In the video below I will go over three exercises to help you increase range of motion in your spine and shoulders. Most of you will benefit from these mobility and stretching drills, especially if you sit in front of a computer or behind a steering wheel for too many hours in the day. This pattern begins in kindergarten when we start sitting for many hours, and it leads to us living slumped in chronic flexion. This causes flexion in the thoracic spine (t-spine), shoulders, and lumbar spine in teens and adults.

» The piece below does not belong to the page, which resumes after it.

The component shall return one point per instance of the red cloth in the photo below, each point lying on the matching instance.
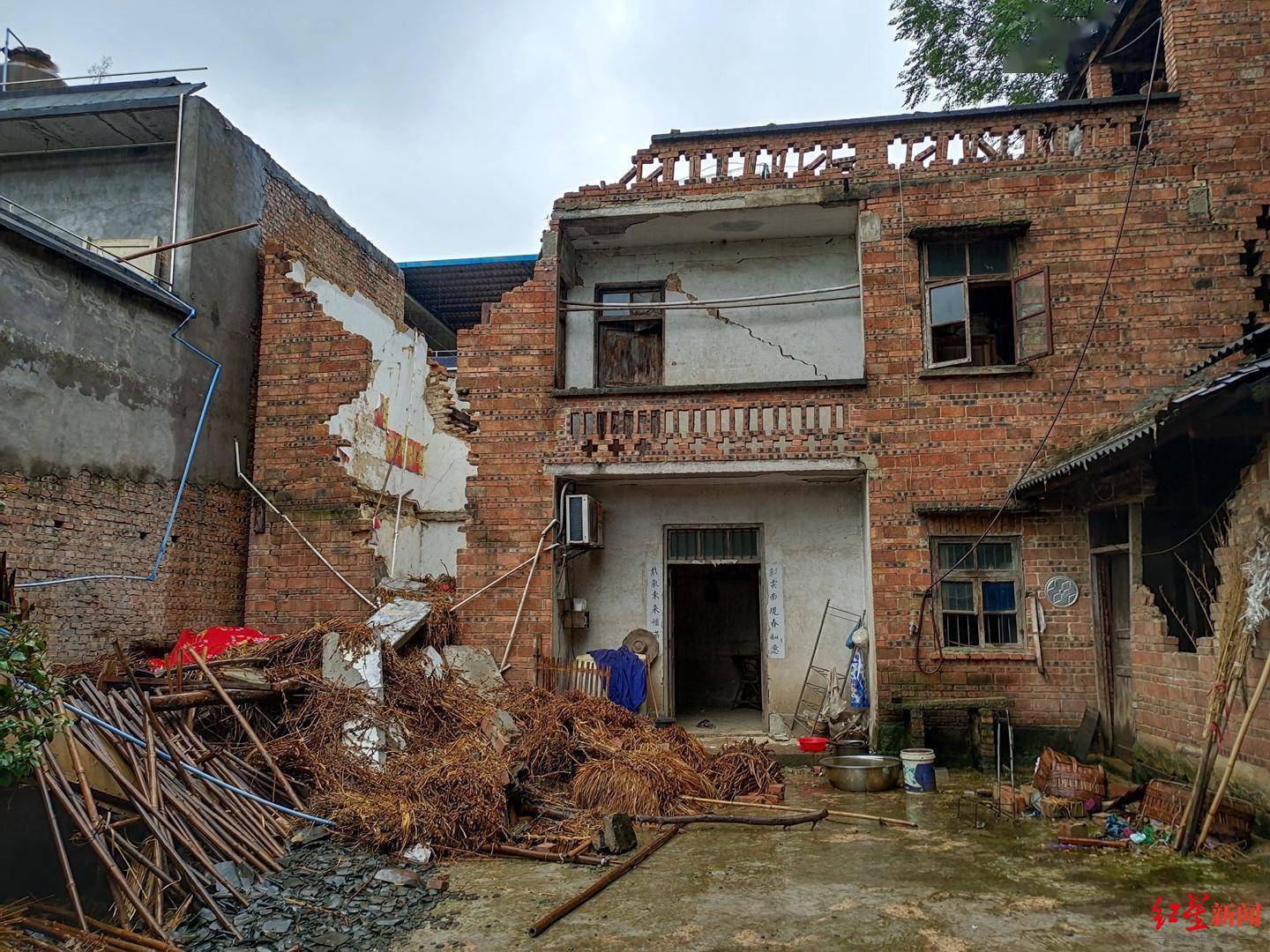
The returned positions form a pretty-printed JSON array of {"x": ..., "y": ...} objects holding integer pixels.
[{"x": 207, "y": 643}]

Alignment Basics for Overhead Lifts
Remember, weight drives straight down from the overhead position. Ideally, the weight is over the shoulders and bearing down through the hips and feet, which should all be aligned. In this optimal position, the force of the weight passes down through the body, out through the feet, and into the floor.
If the t-spine is not able to fully extend while pressing or jerking, the shoulder cannot go into full flexion. This will cause you to push the weight in front of your head rather than overhead (or back for a jerk), adding stress to the shoulders. The stress from the weight will bottleneck in the shoulders (and/or low back) instead of traveling down through the feet.
Since many people tend to hyperextend their low backs to compensate for shoulder immobility, the low back often receives load stress generated by poor mechanics. As you can imagine, these negative effects are amplified by increased load or repetitions.
Assess Your Mobility
You can quickly check your mobility by using Grey Cook’s overhead squat drill from FMS. If you cannot keep your arms over your head with this screen, you do not have enough flexion in the shoulder to perform a jerk or a double weighted press with two kettlebells, two dumbbells, or a barbell. However, you can perform a one arm press or jerk with a kettlebell or dumbbell. This exercise requires less flexibility and can help groove the movement pattern.
Another great test for shoulder mobility is Grey Cook’s wall slide. If you cannot slide your arms along the wall without pushing forward or extending in the mid to low back, you need to work on mobility and flexibility of the shoulder. If you are unable to perform this drill because your upper t-spine is fixed in a flexion pattern, you should not perform overhead presses or jerks, as your risk of injury is high.
If either of these drills causes you trouble, get the issues fixed before you get injured. Watch the video, perform the drills carefully and regularly, and let me know if you have any questions along the way.